問題の注意書は英語で書かれ、「ユダヤ人ゲストへ」とわざわざ特定している。一つは「プールに入る前と後には必ずシャワーを浴びるように」と記され、もう一つは「冷凍ボックスは決まった時間だけ利用するように」と警告している。
同旅行者用ハウスには毎年、多くのゲストがイスラエルから訪れる。同注意書を読んだイスラエル人客が本国のテレビ局に連絡したことから、この注意書は大きな反発を呼び、英国、フランス、イタリアなどの欧州メディアでも報道される“事件”になった。

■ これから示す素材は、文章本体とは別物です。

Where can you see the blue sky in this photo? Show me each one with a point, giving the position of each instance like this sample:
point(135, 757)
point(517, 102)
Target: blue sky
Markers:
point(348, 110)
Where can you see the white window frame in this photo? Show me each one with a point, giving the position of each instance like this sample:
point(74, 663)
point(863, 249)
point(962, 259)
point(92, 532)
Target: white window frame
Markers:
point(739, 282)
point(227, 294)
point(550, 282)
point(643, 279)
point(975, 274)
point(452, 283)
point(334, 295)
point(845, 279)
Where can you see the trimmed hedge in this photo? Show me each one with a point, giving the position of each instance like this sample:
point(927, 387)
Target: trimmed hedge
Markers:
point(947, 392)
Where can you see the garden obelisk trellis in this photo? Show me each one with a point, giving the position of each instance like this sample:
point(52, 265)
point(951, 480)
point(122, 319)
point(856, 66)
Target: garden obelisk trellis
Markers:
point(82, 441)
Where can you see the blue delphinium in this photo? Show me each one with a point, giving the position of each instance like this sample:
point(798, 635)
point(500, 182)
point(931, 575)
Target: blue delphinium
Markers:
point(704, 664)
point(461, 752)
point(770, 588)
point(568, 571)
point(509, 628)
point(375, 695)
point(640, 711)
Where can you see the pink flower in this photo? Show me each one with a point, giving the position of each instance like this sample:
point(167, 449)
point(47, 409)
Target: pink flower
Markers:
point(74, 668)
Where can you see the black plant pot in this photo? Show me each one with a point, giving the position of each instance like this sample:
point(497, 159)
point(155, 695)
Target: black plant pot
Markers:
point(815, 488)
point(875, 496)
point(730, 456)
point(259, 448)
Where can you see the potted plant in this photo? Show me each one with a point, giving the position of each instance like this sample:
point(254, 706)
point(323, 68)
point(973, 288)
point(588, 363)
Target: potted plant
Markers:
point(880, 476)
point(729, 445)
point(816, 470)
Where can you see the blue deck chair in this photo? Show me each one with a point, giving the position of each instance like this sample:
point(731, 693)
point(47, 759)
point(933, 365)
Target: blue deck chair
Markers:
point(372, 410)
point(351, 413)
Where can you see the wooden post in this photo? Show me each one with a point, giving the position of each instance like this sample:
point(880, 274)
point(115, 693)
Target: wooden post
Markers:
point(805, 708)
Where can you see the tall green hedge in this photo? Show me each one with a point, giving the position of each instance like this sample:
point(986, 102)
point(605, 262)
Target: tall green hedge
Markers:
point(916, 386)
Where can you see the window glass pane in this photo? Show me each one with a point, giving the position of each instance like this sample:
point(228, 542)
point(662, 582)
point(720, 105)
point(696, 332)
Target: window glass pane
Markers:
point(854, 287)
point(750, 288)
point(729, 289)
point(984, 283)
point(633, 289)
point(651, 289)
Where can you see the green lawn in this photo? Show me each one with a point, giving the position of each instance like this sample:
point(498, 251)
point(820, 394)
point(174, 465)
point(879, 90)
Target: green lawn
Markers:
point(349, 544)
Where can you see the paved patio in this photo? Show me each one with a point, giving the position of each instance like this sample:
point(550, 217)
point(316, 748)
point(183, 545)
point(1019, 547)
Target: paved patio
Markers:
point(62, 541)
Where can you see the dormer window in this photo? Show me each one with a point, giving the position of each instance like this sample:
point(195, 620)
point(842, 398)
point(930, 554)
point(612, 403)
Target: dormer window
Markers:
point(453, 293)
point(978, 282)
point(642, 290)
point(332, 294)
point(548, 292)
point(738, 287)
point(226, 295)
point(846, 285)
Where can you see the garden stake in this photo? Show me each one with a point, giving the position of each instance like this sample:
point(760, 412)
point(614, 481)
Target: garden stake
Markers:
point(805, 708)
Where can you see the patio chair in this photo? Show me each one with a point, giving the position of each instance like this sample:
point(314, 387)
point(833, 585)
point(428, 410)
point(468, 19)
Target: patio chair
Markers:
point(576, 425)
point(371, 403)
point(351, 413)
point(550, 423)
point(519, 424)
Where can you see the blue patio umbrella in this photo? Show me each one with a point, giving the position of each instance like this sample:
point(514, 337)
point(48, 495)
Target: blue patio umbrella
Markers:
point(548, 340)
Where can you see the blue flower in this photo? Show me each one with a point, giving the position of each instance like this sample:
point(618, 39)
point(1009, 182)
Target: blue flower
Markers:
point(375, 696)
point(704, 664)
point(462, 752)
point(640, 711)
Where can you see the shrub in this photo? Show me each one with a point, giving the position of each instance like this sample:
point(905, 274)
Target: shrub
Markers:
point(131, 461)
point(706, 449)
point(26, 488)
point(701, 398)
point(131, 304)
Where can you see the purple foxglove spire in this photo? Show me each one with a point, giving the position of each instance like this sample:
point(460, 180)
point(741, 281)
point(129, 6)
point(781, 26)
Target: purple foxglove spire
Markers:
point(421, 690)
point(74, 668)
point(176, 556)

ホテル側は「注意書の表現が確かに良くなかった」と認め、即撤去した。
スイスではここにきて急速に外国人(他宗教)への排斥傾向が強まってきている。欧州では2015年以来、中東・北アフリカからイスラム系難民・移民が殺到したが、彼らの多くは反ユダヤ主義の教育を受けて成長したイスラム教徒だ。それだけに、難民の欧州定着が進めば、欧州で反ユダヤ主義が拡大する、といった懸念がユダヤ人側には強い。ユダヤ人がこの件を黙認しないのはそれなりの理由があるわけだ。